Слово «контрразведка» он побоялся произнести.
Вострецов вонзил в него снова тяжелый взгляд глубоко посаженных глаз, сказал глухо:
— Вот что, Вельчинский: жизнь не обещаю, а виселицу пулей заменю. Помоги найти княжну Урусову.
Губы молодого человека мгновенно высохли, он уронил голову и отозвался с непреклонностью, которой от него никто не ждал:
— О княжне я не скажу ни слова.
— Вот как! Ну гляди, не тяни мне жилы!
Вельчинский трудно глотал слюну, крутил головой — был похож на жадную курицу, клюющую непомерно большие куски хлеба.
Наконец взял себя в руки и вопросительно взглянул на краскома, пытаясь понять, зачем тому нужна Юлия Борисовна.
И вдруг, совсем внезапно для красноармейцев, ожил, явно возликовал и крикнул, что все сделает, дабы найти эту женщину, которую здесь любили, поверьте честному благородному слову офицера.
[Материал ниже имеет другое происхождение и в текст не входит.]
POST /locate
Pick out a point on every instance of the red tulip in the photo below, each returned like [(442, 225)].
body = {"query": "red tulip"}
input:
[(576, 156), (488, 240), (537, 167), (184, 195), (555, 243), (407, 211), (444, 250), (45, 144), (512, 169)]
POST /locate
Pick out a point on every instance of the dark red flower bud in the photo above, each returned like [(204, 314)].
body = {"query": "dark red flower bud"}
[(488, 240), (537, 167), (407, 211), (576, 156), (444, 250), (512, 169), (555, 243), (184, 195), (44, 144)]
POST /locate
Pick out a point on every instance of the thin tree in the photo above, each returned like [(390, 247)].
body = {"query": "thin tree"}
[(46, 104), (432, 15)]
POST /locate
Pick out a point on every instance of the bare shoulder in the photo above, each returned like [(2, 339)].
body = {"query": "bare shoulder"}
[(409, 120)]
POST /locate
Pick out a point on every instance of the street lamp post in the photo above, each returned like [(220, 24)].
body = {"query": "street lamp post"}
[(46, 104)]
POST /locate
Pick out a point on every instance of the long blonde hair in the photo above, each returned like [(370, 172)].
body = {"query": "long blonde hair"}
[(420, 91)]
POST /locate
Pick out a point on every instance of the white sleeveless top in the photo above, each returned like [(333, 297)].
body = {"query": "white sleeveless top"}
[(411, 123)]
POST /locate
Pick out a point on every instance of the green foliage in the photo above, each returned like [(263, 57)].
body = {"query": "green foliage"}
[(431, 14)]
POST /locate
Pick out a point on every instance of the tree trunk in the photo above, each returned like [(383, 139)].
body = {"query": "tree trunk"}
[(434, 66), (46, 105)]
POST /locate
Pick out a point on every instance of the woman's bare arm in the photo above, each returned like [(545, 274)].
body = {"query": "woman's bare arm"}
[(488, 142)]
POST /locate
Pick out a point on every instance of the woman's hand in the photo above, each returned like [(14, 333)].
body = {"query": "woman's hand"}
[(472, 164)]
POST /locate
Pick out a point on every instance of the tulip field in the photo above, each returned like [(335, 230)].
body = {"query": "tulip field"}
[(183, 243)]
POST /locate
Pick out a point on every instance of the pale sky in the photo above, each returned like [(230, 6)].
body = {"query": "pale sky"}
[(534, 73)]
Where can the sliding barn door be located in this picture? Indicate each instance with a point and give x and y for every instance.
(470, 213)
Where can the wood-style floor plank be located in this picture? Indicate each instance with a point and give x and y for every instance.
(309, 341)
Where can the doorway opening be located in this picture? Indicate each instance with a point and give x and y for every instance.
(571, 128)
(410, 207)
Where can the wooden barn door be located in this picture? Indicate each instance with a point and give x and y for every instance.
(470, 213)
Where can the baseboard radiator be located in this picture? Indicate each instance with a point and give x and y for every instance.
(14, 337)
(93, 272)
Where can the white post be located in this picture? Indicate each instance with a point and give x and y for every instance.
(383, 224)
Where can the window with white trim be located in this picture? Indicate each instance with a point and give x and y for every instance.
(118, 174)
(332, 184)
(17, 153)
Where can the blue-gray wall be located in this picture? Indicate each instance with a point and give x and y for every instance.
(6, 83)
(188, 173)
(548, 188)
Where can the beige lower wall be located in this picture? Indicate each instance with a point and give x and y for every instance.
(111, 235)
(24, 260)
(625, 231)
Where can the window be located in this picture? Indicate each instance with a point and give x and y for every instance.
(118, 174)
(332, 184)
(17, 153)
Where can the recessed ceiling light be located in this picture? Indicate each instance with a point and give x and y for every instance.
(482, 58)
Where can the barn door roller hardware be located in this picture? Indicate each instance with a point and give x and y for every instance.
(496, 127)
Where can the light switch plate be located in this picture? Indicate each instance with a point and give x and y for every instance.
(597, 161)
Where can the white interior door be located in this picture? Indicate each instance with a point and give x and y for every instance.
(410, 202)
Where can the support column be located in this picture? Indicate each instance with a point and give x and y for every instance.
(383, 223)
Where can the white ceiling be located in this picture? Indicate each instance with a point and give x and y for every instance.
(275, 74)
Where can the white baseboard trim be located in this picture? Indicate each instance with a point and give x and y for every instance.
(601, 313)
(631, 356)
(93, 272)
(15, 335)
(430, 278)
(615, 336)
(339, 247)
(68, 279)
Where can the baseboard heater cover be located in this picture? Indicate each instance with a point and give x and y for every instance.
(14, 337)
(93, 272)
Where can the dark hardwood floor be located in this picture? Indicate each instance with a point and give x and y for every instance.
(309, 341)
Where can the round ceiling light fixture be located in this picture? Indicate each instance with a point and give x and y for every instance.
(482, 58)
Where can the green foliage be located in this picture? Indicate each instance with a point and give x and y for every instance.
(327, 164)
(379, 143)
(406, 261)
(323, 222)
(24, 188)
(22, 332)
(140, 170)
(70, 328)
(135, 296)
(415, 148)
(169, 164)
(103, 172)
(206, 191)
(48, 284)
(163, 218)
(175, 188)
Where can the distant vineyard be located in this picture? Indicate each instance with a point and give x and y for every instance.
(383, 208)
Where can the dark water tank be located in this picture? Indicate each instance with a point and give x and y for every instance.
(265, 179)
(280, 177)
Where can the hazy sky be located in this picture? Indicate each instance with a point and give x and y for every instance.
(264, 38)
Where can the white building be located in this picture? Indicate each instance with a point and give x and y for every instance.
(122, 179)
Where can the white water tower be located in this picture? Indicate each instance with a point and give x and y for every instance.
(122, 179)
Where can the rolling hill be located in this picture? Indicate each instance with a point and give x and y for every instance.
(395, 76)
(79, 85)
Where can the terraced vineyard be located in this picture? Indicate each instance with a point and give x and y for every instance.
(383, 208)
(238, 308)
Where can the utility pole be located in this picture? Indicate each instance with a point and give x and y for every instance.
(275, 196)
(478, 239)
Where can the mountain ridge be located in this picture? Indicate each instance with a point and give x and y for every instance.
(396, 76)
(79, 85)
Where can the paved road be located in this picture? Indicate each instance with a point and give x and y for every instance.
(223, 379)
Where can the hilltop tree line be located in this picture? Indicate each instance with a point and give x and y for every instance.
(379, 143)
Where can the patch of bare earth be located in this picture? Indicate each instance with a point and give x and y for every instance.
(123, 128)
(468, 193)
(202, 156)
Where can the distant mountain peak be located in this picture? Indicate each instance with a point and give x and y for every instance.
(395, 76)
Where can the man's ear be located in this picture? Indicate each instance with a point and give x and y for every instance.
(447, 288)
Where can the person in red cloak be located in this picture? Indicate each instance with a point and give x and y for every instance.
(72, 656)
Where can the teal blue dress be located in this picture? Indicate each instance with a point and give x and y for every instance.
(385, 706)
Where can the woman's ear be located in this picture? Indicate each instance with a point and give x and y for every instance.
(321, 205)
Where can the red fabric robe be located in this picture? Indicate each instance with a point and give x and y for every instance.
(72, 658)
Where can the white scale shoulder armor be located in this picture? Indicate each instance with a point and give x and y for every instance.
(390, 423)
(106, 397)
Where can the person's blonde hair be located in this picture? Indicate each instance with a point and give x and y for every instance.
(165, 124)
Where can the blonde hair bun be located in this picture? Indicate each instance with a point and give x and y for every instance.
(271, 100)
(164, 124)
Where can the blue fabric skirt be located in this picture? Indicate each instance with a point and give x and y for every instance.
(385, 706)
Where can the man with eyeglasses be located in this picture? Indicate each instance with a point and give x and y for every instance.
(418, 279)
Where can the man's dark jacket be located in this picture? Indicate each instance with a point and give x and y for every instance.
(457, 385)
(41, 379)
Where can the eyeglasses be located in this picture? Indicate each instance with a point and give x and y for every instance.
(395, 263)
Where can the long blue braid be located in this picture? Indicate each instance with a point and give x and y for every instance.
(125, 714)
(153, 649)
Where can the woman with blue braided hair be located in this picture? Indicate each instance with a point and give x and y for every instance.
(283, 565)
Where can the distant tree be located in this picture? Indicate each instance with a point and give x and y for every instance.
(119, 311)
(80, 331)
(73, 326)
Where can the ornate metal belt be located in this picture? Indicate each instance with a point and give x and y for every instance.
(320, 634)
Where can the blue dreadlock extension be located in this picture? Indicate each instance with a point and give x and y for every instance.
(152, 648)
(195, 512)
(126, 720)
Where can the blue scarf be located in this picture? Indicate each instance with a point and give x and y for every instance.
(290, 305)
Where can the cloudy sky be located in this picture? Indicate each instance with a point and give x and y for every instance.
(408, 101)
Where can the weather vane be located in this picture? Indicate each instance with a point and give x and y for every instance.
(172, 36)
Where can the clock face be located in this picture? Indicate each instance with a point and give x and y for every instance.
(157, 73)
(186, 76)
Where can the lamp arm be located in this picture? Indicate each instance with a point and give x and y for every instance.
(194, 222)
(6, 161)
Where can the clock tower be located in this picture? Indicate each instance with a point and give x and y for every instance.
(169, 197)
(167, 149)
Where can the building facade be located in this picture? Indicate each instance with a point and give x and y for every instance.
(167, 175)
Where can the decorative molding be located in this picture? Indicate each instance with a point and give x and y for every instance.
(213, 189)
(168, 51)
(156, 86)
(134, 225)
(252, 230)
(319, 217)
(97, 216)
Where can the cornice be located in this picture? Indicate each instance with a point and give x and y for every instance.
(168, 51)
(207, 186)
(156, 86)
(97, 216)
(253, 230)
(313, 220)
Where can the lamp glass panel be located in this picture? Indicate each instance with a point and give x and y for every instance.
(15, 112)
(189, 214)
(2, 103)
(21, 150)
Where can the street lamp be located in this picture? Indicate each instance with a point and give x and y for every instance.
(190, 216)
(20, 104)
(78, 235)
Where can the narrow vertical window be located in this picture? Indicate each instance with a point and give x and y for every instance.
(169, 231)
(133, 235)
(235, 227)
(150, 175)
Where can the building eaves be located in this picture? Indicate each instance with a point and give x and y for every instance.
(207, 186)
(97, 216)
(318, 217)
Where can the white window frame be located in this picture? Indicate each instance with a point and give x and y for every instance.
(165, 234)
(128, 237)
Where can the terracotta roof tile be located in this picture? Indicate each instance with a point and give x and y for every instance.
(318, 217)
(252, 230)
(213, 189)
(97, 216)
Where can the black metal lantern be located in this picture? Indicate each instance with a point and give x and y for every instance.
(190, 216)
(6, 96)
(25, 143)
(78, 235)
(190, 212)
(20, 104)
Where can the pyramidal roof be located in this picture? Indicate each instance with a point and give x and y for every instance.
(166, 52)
Вельчинский понял, что Юлию Борисовну ищут свои, то есть ее друзья, которые очень хотят ей помочь.
Поручику дали заводную лошадь, и все поскакали на Уфимскую, в особняк Льва Львовича и Веры Львовны Кривошеевых, куда, по словам поручика, вчера вечером поспешила мадмуазель Урусова.
Хозяева особняка были дома, но ничего не смогли сказать о своей постоялице, которую не видели уже сутки. Не дай бог, с Юлей что-нибудь случилось, господи, что же могло случиться?!